Taking the umbrella example again, let’s say you’ve got a main page selling pocket umbrellas, and 3 different sub-pages, based on the color of the product.
https://www.belgianumbrellas.com/pocket-models
https://www.belgianumbrellas.com/pocket-models?color=red
https://www.belgianumbrellas.com/pocket-models?color=green
https://www.belgianumbrellas.com/pocket-models?color=blue
First, to make things clearer and easier for Google. Each subpage is ranking nicely on its own color search term, but you want to consolidate that ranking on the pocket umbrella main page. Using canonicals, you’ll point Google to the main page to have it rank higher, and benefit from the ranking of all 3 subpages.
Second, the same principle applies to link equity (the principle with which your page authority benefits from internal or external links). If you’ve got different external links landing on your subpages, it might be a good idea to bring that link equity to the main page. People will still land on your subpages, but your main page will gain authority.
Side note – syndicated pages: canonical tags are not limited to your own domain. Let’s say you wrote an article, which you then shared to be republished on another website. If that site has a globally better rank than yours, their page with your syndicated article will probably show up higher in search results. What you want to do then, is to add a cross-domain canonical tag to the syndicated content, and a self-referencing canonical tag to the original content. As a basis, self-referencing tags are recommended, as it shows Google which page you want to be indexed, and how the url should look when indexed. For example, articles on our blog have self-referencing canonicals:
Hreflang & canonicals used together
All in all, adding hreflang and canonical tags to your website isn’t that complicated. However, you might want to be careful if you need both types of tags.<
Let’s say Google tries to analyze the following page :
https://www.belgianumbrellas.com/be/fr/pocket-models?color=red
And you’ve added to that page both hreflang tags for all language/location versions, as well as a canonical directing Google to the main page
As a reminder :
With the hreflang you signal Google that the page should be indexed to be served for people in Belgium, with a browser set in French,
With the canonical, you’re telling Google to go look at the following instead
https://www.belgianumbrellas.com/be/fr/pocket-models
You can understand that this doesn’t really work.

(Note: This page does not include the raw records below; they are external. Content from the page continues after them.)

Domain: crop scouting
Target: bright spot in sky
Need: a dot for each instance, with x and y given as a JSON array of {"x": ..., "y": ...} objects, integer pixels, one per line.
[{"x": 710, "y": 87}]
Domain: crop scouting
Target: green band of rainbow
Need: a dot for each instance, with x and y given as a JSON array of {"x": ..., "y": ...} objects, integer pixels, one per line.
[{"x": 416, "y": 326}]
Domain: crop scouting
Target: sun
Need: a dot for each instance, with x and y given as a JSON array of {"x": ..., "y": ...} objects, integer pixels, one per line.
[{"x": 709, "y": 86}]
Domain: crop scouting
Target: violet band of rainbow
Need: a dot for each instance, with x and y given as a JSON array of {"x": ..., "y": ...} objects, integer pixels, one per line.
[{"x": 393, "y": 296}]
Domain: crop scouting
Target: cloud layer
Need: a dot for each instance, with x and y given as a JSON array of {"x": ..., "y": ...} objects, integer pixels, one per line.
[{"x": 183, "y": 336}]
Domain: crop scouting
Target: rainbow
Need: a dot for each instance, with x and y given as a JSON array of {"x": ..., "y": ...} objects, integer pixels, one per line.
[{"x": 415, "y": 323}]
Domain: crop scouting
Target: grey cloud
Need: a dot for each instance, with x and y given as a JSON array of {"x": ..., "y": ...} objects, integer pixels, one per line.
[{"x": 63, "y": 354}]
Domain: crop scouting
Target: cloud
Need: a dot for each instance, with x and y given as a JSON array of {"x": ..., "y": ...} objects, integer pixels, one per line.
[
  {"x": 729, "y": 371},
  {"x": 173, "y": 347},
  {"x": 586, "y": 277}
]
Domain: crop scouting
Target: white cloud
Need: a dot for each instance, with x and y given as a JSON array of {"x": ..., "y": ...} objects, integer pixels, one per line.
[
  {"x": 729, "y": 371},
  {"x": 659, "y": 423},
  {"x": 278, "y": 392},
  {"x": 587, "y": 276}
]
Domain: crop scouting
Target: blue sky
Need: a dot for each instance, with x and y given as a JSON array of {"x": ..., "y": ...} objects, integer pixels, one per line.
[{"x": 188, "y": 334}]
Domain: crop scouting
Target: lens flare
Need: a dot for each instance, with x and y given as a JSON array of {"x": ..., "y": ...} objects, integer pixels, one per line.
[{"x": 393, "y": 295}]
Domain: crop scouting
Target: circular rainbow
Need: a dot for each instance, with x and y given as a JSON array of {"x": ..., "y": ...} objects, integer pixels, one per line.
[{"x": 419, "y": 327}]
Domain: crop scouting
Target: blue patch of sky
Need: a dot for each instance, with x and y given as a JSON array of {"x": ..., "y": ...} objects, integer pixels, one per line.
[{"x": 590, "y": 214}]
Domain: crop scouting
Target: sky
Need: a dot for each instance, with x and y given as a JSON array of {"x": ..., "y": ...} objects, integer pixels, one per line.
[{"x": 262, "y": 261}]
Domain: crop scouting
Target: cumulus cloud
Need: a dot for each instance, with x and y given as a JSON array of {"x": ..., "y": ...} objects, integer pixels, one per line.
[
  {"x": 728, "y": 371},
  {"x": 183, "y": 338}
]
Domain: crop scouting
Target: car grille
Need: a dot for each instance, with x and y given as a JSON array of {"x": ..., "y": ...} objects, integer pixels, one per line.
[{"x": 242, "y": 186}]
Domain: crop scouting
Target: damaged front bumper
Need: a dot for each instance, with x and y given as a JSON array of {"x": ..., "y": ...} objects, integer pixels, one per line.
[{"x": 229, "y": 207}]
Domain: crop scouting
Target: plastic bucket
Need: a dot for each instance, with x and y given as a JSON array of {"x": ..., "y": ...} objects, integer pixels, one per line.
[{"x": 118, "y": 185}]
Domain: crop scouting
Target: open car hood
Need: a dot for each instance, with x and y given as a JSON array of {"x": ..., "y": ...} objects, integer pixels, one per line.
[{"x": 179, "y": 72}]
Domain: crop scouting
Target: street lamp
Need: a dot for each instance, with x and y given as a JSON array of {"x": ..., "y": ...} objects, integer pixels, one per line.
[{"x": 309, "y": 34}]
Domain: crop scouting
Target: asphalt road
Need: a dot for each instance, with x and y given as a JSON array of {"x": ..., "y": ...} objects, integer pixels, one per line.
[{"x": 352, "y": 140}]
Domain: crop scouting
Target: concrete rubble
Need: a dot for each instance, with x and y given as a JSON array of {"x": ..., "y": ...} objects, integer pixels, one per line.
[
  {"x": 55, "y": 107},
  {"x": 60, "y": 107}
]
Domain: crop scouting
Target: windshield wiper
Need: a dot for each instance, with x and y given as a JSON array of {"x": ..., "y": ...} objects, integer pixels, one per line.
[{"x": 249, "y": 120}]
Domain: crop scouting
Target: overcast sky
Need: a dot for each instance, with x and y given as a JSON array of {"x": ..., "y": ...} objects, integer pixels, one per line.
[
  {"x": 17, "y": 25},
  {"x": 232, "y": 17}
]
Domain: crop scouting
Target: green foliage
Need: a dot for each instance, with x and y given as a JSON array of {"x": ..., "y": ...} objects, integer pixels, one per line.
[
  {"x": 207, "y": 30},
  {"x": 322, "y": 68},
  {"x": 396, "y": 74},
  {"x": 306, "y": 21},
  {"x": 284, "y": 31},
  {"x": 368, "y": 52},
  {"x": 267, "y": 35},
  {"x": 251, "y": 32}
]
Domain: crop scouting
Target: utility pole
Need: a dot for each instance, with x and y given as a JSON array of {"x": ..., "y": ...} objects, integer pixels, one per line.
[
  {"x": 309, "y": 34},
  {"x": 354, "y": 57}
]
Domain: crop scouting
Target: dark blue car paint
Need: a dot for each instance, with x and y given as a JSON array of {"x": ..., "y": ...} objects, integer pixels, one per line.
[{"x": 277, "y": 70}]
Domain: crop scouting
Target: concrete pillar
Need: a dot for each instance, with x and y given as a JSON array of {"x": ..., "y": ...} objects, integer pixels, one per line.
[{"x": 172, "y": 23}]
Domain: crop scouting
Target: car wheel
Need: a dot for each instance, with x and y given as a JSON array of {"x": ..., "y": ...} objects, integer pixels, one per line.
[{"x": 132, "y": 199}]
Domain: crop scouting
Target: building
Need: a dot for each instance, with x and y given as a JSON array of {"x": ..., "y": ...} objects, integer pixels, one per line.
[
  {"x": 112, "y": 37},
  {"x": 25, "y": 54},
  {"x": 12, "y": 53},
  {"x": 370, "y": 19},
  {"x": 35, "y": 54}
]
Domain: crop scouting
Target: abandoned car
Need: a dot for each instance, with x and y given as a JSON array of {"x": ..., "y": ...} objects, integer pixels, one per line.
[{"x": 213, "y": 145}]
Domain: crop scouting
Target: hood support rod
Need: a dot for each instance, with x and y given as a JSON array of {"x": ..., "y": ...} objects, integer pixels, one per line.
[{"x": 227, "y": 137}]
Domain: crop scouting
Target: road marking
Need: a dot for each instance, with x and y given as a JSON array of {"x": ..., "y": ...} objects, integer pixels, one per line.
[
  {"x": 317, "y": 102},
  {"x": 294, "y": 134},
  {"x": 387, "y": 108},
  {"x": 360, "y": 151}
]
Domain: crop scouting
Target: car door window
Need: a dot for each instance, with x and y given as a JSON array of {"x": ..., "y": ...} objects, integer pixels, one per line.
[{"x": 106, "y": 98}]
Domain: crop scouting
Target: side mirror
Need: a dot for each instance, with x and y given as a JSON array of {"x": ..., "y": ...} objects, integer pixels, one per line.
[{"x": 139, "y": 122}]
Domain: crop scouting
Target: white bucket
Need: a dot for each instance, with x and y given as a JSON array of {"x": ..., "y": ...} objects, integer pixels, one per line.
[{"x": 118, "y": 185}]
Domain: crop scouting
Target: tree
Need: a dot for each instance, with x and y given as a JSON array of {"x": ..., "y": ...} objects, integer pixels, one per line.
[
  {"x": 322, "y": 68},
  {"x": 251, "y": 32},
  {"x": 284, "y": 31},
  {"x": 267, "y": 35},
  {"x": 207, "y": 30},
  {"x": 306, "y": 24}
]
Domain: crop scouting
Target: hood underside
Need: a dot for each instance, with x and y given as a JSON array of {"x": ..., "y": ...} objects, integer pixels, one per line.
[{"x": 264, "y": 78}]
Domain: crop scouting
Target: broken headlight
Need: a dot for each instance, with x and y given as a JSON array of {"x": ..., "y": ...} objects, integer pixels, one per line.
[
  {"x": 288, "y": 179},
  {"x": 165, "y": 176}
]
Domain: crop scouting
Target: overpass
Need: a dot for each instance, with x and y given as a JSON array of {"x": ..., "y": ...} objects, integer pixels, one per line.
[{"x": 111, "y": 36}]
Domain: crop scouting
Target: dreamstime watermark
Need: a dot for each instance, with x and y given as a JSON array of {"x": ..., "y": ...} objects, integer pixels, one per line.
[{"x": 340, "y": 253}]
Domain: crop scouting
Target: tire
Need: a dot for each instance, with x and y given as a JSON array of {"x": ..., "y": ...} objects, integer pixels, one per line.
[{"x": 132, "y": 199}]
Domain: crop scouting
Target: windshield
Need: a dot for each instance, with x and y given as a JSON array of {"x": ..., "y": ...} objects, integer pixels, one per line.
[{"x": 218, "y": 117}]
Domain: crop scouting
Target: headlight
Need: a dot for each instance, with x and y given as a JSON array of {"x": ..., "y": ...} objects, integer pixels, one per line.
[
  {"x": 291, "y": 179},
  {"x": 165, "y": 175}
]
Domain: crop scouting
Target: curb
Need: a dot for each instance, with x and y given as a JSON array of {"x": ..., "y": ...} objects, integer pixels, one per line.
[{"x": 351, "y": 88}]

The tags are telling Google at the same time to index that page and other versions, but not to look at it, and go index another page.
The solution: don’t use hreflang tags on pages that are canonicalized. That way, you make the crawler go in steps. First, the crawler is directed to the page you actually want it to look at with the canonical, then it discovers the language and location of the page, as well as its translations.